Reuters logo Reuters 4 days ago By Aaron Sheldrick

By Aaron Sheldrick

File photo of a worker walking past a pump jack on an oil field owned by Bashneft, Bashkortostan © REUTERS/Sergei Karpukhin/Files File photo of a worker walking past a pump jack on an oil field owned by Bashneft, Bashkortostan

Oil futures rose in early trading on Friday on growing optimism that big producing countries will extend output cuts to curb a persistent glut in crude, with key benchmarks heading for a second week of gains.

Brent crude was up 32 cents, or 0.6 percent, at $52.83 at 0154 GMT, after settling up half a percent on Thursday. The contract is on track for a 3.5-percent climb this week, a second week of gains.

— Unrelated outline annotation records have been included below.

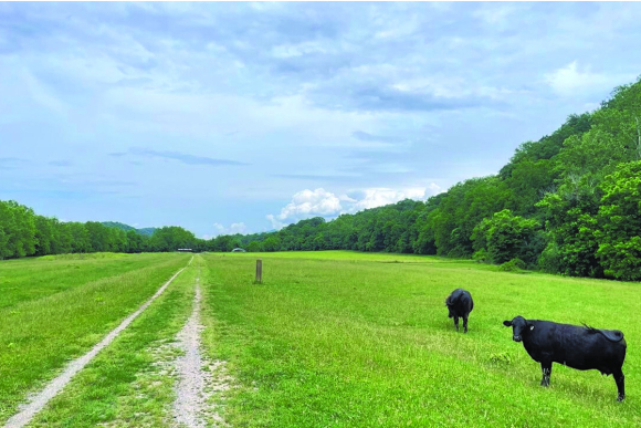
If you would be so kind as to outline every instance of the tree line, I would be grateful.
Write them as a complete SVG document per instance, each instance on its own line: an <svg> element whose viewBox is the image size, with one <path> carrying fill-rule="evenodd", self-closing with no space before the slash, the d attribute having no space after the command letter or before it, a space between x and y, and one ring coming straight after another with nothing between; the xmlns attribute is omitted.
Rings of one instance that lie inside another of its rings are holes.
<svg viewBox="0 0 641 428"><path fill-rule="evenodd" d="M202 250L202 240L180 227L145 234L97 221L63 222L36 215L13 200L0 200L0 259L87 252L158 252Z"/></svg>
<svg viewBox="0 0 641 428"><path fill-rule="evenodd" d="M617 87L595 112L570 115L551 135L523 143L496 175L425 201L214 241L249 251L438 254L640 280L641 79Z"/></svg>

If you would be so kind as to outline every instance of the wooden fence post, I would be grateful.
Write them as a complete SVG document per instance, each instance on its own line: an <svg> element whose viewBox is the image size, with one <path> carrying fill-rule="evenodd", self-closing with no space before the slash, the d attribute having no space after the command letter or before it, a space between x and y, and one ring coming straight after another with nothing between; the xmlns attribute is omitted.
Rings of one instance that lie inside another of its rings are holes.
<svg viewBox="0 0 641 428"><path fill-rule="evenodd" d="M263 283L263 261L261 259L256 260L256 284Z"/></svg>

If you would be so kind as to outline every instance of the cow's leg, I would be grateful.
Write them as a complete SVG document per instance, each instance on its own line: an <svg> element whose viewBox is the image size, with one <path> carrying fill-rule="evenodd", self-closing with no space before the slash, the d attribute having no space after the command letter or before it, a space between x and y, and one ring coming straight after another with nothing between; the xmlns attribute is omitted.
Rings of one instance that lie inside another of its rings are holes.
<svg viewBox="0 0 641 428"><path fill-rule="evenodd" d="M612 373L612 376L614 377L617 389L619 390L617 401L623 401L626 399L626 376L623 376L623 370L619 368Z"/></svg>
<svg viewBox="0 0 641 428"><path fill-rule="evenodd" d="M551 362L542 362L540 370L543 372L543 379L540 379L540 386L549 386L549 375L551 375Z"/></svg>

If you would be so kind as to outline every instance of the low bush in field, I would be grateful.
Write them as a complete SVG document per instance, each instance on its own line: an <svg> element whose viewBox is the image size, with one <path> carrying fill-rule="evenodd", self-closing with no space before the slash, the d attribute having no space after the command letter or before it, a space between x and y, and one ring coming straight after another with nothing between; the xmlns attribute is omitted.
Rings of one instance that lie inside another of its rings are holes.
<svg viewBox="0 0 641 428"><path fill-rule="evenodd" d="M514 258L508 262L505 262L498 267L500 270L504 272L518 272L526 269L525 262L518 258Z"/></svg>

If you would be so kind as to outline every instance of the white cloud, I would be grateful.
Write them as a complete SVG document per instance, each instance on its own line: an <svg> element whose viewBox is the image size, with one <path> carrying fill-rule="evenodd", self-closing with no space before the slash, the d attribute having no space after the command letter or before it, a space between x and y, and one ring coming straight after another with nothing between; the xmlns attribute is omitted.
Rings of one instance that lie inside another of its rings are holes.
<svg viewBox="0 0 641 428"><path fill-rule="evenodd" d="M281 210L280 215L269 215L267 220L275 229L281 229L285 226L285 220L292 222L316 216L333 217L341 209L340 200L336 195L323 188L305 189L295 194L292 201Z"/></svg>
<svg viewBox="0 0 641 428"><path fill-rule="evenodd" d="M362 190L365 196L359 199L351 199L353 203L345 212L357 212L364 209L381 207L383 205L395 203L403 199L424 199L425 188L408 188L395 190L388 188L370 188Z"/></svg>
<svg viewBox="0 0 641 428"><path fill-rule="evenodd" d="M232 223L229 228L225 228L221 223L213 223L212 237L218 237L219 234L245 233L246 231L248 231L248 227L243 222ZM204 239L209 239L209 238L204 238Z"/></svg>
<svg viewBox="0 0 641 428"><path fill-rule="evenodd" d="M589 65L580 70L578 62L572 61L564 67L546 73L544 80L557 94L571 96L610 90L618 84L633 81L634 75L595 73Z"/></svg>
<svg viewBox="0 0 641 428"><path fill-rule="evenodd" d="M281 210L280 215L269 215L266 219L270 220L274 229L282 229L290 223L311 217L333 218L340 213L354 213L403 199L423 200L428 195L437 195L442 191L443 189L434 182L428 187L408 187L404 189L367 188L353 191L353 195L358 195L354 197L336 196L322 188L305 189L295 194L292 201Z"/></svg>

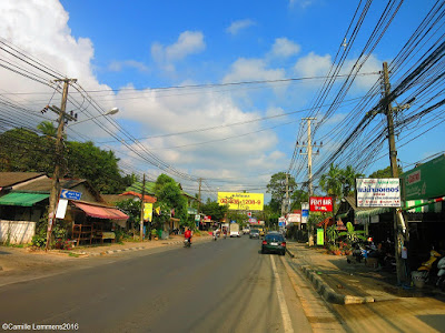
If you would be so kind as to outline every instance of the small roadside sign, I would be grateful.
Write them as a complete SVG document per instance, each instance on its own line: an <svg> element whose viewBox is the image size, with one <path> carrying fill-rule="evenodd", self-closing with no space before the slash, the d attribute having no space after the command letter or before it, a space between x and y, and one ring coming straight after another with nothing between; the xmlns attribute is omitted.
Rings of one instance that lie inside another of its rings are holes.
<svg viewBox="0 0 445 333"><path fill-rule="evenodd" d="M81 192L66 190L66 189L62 189L62 191L60 192L60 198L68 200L80 200L81 195L82 195Z"/></svg>

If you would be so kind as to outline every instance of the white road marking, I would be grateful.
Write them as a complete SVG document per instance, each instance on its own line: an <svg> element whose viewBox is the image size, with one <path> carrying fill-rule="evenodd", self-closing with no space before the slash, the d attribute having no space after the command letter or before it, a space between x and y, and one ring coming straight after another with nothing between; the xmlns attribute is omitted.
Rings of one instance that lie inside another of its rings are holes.
<svg viewBox="0 0 445 333"><path fill-rule="evenodd" d="M270 261L271 261L271 269L274 271L274 278L276 281L276 285L277 285L277 296L278 296L279 309L280 309L281 316L283 316L283 325L284 325L285 332L294 332L293 324L290 321L289 310L287 309L287 304L286 304L286 300L285 300L285 293L283 292L281 282L279 281L277 266L275 265L275 260L274 260L273 255L270 255Z"/></svg>

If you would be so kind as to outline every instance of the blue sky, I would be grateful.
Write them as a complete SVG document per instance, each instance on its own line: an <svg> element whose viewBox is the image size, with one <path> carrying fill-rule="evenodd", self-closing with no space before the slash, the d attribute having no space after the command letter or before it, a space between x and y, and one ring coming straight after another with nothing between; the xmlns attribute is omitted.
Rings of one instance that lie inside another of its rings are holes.
<svg viewBox="0 0 445 333"><path fill-rule="evenodd" d="M387 4L372 2L340 74L350 71ZM396 57L434 3L402 3L360 69L366 75L355 79L345 101L369 91L383 61L390 62ZM324 82L320 78L328 73L336 53L346 52L350 41L345 42L344 37L352 36L348 28L357 22L353 16L357 7L358 13L363 12L365 4L366 1L352 0L3 1L0 12L6 20L0 23L0 31L4 33L0 37L67 77L77 78L81 89L103 110L119 107L120 112L112 120L107 117L110 124L85 122L76 128L77 132L68 131L71 140L91 140L112 149L125 172L147 173L155 179L166 169L148 163L151 158L140 159L149 151L175 169L171 175L189 192L196 192L196 180L202 178L206 190L214 191L215 198L218 189L265 192L271 174L288 170L296 140L305 139L301 118L312 115L304 110L314 107ZM426 46L419 48L419 52L425 49ZM396 82L403 71L394 75L392 81ZM277 82L298 78L318 79ZM338 79L324 104L333 103L343 80ZM36 105L43 104L52 92L28 81L8 72L0 88L3 92L29 92L26 102L37 111ZM268 83L228 84L251 81ZM172 89L184 85L189 88ZM76 89L70 91L75 93ZM43 92L47 98L42 98ZM76 110L76 104L71 108ZM353 115L353 102L342 104L317 129L314 140L324 138L327 144L315 157L314 171L354 127L345 123L368 111ZM91 107L77 109L83 113L82 119L98 115ZM325 112L326 109L319 110L317 119ZM263 120L254 121L259 118ZM375 119L376 123L382 119ZM122 129L139 141L128 140L120 132ZM436 140L444 138L443 124L413 142L411 138L416 132L411 131L399 150L402 164L443 150L442 140ZM358 150L367 144L366 138L357 142ZM376 155L385 152L387 143ZM344 167L354 165L355 161L344 157L334 162ZM298 182L307 178L305 163L299 155L293 164ZM365 164L357 168L369 174L387 167L388 158ZM179 176L178 171L187 176Z"/></svg>

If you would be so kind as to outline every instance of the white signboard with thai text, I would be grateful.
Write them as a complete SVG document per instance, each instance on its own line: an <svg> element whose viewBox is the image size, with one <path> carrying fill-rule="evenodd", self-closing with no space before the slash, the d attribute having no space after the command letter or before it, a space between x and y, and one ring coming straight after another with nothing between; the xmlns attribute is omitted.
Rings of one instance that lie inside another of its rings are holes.
<svg viewBox="0 0 445 333"><path fill-rule="evenodd" d="M400 206L398 178L356 179L357 206Z"/></svg>

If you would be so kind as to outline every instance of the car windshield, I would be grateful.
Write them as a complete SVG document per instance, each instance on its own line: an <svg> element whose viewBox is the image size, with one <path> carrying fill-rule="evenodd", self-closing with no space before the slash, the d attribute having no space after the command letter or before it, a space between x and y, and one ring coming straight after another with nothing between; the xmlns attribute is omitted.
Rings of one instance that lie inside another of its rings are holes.
<svg viewBox="0 0 445 333"><path fill-rule="evenodd" d="M283 242L285 239L280 234L268 234L266 235L266 241L269 242Z"/></svg>

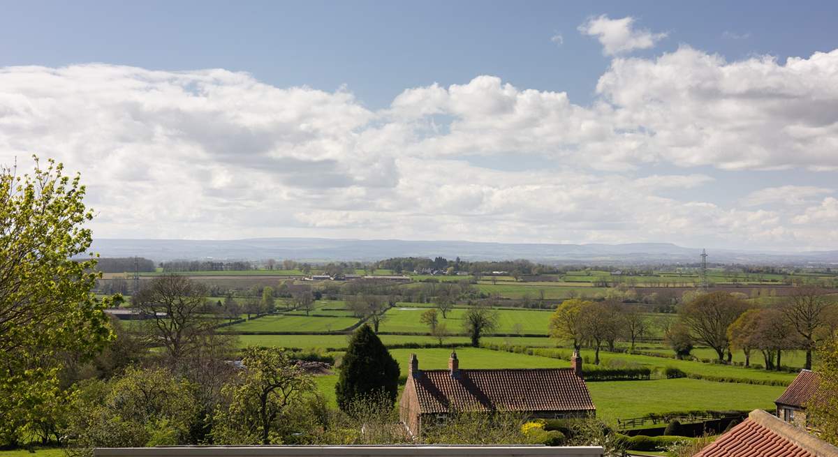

U.S. crude oil was up 32 cents, or 0.7 percent, at $49.67 a barrel, after finishing the previous session at $49.35 a barrel, the highest close since April 26. The contract is heading for a weekly increase of 3.4 percent.

Oil prices have been trapped in a tight range in recent weeks as rising U.S. production has erased the effects of output cuts by the Organization of Petroleum Exporting Countries (OPEC) and other countries, including Russia.

But market watchers are growing more confident that OPEC, Russia and other big producers will extend cuts of almost 1.8 million barrels per day (bpd) until the end of March 2018. U.S. producers are not party to any agreements capping production.

As with other markets, concerns about U.S. President Donald Trump's agenda amidst investigations in Washington faded into the background.

"With the political turmoil easing in the U.S. overnight, the market will return to the fundamental drivers," ANZ said in a research note.

"This should see oil prices remain well bid, as OPEC continues to talk up a continuation of the production cut agreement," it said.

On May 25, leaders from OPEC and other producing countries will meet in Vienna to decide on output policy.

Rosneft, the largest oil producer in Russia will meet agreements with the grouping on oil output reductions, the company's chief executive told reporters in Berlin on Thursday.